The past may be a foreign country, but Brexit notwithstanding you can still dip your toes in the warm seas that surround its distant shores. So occasional visits occur, non dom status mitigating the costs, we traipse paths we’ve already taken, roads and tracks already discovered yet somehow forgotten.  Memories of holidays taken, rides enjoyed, and ice-creams eaten all add to the joy that is a visit to ‘history’. 

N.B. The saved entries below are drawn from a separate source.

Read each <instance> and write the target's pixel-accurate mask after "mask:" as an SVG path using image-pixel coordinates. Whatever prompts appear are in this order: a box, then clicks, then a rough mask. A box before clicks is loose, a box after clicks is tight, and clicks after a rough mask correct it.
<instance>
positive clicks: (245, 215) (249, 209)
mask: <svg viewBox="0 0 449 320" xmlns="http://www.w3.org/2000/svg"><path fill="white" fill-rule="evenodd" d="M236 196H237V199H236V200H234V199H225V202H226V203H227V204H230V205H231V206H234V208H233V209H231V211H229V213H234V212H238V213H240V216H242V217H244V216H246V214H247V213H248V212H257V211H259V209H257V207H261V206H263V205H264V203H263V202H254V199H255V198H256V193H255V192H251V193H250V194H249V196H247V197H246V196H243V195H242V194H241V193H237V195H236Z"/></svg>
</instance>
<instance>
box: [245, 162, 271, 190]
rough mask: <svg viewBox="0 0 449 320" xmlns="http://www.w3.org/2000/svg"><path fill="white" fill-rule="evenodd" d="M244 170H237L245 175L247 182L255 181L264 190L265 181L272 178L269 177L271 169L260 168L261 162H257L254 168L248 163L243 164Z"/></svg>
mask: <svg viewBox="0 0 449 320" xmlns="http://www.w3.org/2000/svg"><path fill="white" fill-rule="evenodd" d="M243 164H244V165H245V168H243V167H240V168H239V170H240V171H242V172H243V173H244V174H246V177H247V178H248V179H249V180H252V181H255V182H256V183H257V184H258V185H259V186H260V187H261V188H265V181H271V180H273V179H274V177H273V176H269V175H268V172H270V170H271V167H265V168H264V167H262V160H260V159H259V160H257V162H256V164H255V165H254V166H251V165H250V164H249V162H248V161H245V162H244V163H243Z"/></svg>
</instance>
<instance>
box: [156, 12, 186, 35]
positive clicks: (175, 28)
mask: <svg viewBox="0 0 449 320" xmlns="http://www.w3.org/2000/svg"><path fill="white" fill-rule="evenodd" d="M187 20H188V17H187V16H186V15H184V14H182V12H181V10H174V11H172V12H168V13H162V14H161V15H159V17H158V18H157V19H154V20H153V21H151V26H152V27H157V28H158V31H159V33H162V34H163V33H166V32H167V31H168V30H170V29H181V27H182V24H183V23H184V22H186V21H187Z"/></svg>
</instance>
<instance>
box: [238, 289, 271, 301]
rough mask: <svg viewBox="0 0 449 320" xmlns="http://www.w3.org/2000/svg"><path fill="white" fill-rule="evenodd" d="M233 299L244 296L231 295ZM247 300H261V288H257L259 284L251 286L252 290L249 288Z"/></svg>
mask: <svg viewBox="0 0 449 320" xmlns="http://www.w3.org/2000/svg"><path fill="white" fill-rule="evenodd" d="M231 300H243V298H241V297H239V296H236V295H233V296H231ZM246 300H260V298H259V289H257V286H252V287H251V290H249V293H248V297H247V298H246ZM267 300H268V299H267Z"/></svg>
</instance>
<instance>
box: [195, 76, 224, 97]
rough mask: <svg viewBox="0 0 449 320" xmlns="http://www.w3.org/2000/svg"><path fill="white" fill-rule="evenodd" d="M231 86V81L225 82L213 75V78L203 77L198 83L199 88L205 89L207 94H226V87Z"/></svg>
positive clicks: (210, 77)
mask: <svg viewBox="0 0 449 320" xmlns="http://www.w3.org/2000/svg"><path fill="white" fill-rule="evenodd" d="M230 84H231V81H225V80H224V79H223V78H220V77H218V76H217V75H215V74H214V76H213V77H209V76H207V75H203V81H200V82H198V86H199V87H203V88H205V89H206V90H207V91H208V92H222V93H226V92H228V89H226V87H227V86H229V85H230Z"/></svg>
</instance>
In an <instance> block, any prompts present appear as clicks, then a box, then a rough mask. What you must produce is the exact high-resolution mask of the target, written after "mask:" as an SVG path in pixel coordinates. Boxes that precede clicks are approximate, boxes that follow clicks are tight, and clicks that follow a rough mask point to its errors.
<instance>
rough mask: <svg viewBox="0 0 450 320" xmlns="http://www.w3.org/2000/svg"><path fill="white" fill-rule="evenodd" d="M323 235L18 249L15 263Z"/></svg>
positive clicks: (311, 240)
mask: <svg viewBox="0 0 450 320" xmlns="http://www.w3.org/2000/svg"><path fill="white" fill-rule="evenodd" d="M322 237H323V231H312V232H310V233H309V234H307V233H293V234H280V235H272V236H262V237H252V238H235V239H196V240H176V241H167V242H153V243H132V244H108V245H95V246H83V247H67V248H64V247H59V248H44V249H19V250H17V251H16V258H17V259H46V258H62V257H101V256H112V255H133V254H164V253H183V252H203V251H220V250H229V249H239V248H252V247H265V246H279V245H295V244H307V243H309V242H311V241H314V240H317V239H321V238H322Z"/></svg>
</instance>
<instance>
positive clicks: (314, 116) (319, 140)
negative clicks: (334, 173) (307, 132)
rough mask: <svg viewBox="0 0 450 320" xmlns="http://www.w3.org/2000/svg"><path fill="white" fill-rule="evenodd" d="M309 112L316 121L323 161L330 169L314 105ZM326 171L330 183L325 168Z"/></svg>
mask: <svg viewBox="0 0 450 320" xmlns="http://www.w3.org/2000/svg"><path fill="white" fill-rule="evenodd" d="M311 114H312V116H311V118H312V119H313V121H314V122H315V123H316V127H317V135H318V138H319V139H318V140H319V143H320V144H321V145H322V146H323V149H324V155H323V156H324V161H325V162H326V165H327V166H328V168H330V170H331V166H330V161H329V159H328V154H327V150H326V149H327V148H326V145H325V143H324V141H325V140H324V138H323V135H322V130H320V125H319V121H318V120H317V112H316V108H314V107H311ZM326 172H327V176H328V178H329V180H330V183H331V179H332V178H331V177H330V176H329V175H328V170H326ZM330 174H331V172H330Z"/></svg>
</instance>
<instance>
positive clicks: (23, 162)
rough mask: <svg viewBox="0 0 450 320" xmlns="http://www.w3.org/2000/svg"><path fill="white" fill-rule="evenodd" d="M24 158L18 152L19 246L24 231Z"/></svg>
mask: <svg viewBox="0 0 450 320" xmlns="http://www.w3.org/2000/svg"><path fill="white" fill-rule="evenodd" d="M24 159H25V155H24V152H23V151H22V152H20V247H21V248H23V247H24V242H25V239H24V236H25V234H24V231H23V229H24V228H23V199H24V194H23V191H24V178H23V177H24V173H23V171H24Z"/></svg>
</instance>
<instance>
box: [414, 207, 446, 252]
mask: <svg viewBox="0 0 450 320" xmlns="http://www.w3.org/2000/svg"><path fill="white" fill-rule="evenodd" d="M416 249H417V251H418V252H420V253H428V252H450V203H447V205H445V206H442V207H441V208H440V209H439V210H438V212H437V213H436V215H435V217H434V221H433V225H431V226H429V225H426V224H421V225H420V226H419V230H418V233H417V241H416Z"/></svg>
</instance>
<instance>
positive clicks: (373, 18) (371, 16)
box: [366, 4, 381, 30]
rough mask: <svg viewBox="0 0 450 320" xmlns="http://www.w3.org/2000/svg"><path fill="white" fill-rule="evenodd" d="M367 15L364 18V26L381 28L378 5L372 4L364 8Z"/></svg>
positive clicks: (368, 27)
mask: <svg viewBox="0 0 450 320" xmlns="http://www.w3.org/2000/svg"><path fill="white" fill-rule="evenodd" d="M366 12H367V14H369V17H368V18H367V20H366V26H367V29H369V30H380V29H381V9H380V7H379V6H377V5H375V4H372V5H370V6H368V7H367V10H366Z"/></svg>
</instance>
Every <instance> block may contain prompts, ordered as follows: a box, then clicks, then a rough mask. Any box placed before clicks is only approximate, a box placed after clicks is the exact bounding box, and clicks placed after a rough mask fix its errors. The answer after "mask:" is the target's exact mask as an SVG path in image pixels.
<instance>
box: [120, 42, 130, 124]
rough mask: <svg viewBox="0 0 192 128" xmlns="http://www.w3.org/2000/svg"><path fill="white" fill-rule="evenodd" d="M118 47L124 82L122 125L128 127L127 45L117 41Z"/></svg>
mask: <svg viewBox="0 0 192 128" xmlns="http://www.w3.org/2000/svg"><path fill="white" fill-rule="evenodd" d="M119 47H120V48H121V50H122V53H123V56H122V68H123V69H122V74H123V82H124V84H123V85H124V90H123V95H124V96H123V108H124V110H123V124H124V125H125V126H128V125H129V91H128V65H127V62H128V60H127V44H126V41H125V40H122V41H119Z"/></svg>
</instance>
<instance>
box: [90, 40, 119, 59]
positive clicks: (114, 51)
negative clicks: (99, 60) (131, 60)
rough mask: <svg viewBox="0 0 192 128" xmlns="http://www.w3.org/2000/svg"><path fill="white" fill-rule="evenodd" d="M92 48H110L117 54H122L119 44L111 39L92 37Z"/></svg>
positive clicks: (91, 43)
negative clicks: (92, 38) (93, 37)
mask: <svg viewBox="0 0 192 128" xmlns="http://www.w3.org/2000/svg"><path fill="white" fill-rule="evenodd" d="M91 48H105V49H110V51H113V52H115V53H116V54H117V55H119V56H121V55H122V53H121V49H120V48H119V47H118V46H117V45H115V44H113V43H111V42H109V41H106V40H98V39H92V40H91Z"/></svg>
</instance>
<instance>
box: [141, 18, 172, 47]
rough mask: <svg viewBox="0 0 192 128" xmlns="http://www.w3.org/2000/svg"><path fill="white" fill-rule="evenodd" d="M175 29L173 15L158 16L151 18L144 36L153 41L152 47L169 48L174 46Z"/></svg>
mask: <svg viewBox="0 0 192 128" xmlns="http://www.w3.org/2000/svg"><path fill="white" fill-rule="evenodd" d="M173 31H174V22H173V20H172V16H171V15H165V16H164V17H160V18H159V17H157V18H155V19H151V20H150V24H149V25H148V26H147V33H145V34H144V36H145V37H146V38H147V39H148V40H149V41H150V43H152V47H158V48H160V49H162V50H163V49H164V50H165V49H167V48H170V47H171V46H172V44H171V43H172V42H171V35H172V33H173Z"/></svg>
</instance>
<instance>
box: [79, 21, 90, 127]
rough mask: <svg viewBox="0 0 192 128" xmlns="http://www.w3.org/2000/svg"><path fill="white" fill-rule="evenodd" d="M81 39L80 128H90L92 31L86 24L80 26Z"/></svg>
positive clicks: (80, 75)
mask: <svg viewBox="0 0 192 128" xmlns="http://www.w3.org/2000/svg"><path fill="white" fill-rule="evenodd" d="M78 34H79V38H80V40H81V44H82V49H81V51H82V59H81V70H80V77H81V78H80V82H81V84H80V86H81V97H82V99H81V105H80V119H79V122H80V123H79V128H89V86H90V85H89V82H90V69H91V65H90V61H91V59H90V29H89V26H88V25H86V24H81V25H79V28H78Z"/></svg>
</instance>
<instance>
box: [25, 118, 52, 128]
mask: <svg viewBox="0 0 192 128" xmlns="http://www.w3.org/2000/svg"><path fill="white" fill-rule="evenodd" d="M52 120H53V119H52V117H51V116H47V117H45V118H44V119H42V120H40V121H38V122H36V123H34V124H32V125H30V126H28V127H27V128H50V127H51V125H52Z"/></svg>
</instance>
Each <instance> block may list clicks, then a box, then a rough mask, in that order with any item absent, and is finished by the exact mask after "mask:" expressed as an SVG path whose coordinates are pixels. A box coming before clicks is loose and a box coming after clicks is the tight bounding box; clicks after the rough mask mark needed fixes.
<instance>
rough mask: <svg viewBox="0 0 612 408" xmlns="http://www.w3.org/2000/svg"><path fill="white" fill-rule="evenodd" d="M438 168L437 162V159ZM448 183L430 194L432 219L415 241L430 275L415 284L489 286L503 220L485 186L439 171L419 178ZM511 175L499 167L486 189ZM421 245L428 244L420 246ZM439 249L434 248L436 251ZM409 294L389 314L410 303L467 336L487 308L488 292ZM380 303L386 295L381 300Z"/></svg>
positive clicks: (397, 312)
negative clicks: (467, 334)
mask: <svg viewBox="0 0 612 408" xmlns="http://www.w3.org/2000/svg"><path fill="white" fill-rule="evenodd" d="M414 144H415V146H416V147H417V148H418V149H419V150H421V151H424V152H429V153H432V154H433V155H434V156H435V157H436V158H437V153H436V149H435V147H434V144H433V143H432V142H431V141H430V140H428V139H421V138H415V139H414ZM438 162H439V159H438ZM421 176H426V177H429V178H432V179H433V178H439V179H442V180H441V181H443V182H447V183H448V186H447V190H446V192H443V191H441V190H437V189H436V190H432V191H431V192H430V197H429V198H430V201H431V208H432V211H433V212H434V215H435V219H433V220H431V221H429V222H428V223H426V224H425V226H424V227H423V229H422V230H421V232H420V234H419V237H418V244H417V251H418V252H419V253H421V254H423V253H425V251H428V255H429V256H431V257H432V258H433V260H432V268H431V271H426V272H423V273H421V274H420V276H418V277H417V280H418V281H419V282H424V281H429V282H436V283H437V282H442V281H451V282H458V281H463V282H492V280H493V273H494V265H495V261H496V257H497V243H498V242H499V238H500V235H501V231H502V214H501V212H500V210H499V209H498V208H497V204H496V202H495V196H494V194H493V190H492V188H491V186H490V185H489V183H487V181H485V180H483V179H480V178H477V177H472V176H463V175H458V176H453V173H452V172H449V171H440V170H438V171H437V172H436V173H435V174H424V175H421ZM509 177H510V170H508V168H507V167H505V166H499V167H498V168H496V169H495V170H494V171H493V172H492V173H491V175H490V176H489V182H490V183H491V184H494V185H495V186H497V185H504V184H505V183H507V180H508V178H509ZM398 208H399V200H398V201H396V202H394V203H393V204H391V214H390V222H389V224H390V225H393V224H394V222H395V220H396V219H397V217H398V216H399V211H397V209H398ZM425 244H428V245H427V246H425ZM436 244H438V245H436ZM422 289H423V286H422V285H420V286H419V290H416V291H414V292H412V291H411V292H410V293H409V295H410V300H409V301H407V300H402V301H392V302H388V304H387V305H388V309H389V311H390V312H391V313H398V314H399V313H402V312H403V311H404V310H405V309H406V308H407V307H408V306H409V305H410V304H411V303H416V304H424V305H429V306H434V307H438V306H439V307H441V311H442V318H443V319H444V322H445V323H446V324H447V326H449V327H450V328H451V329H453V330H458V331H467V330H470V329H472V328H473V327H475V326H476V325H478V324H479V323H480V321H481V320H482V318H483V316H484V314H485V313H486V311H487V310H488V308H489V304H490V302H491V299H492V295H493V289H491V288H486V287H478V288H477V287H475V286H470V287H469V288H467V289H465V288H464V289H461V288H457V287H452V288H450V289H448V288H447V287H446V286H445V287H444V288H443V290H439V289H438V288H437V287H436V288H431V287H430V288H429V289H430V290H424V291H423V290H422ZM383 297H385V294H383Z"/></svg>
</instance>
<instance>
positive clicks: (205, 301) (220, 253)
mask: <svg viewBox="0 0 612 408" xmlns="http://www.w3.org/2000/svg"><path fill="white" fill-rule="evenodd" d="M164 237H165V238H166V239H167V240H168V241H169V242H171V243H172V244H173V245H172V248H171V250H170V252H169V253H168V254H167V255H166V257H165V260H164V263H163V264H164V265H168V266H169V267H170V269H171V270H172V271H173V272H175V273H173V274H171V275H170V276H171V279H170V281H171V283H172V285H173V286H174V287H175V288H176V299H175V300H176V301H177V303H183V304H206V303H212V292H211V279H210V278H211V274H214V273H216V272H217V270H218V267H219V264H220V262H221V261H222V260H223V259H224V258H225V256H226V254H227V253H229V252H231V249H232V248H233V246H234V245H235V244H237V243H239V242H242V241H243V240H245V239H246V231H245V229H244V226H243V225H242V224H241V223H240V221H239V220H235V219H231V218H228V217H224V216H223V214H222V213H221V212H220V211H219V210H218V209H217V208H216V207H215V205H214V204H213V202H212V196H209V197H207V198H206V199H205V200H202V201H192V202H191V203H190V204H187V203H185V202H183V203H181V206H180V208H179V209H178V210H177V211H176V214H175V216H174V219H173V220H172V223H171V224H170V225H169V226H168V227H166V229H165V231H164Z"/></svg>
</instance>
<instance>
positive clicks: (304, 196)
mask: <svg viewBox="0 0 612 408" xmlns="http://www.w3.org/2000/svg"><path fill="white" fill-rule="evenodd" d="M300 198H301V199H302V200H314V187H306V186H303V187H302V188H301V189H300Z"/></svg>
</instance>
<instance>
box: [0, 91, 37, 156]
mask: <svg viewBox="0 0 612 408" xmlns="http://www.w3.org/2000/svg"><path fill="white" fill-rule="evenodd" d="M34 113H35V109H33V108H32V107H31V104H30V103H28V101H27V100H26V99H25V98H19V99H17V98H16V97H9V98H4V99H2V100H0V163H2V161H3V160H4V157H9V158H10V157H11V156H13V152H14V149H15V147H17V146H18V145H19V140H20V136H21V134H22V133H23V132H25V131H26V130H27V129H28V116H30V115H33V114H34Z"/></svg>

The past holds so much, so many decisions decided, so much pontification taken, and the whole painfully slow process that was endured.  But now we are beyond that, and so looking back, we cast our eyes with proverbial 20/20 vision hindsight that allows what was once so very complicated to be seen with crystal clarity.  Behind us also sits the errors we made, the lessons we learnt but more importantly we can look over our shoulder and see the clarity of vision, the undiluted passion, the undaunted enthusiasm that brought us to the place in time and space we now occupy. 

And that is something we should revisit, and review more than we do. 

The great ‘why’ was answered so very long ago, that moment of clarity that led us through the cloud of self-doubt should be tasted again, memories refreshed. 

Why we started, why we continue we’ve already established needs no third-party validation.  As the poet eloquently states, the prose exists for its own purpose and no other.  To chase plaudits is an impossible purist, a charge (tilt) at windmills that is unprofitable and as misguided as Miguel de Cervantes described.  I cannot please or address the needs of the crowd, I cannot carve David to meet desires and ideas that are not mine – I’m not that good. 

What I can do is create what I enjoy, write where my own fingers tap and accept that some won’t like, but maybe some will (which is nice), but I will write not from a committee of approved ideas but from my own flawed imagination.  To thy own self be true etc.   

I cannot get defensive against critique, I cannot seek and chase approval, I must, I absolutely must remind myself of the first principle, the prime directive in that I write because I like it and hope others will. 

So if you’ve read it my sincere thanks, after that I have no obligation over you, reading is sufficient, your pleasure in my scribbles a bonus.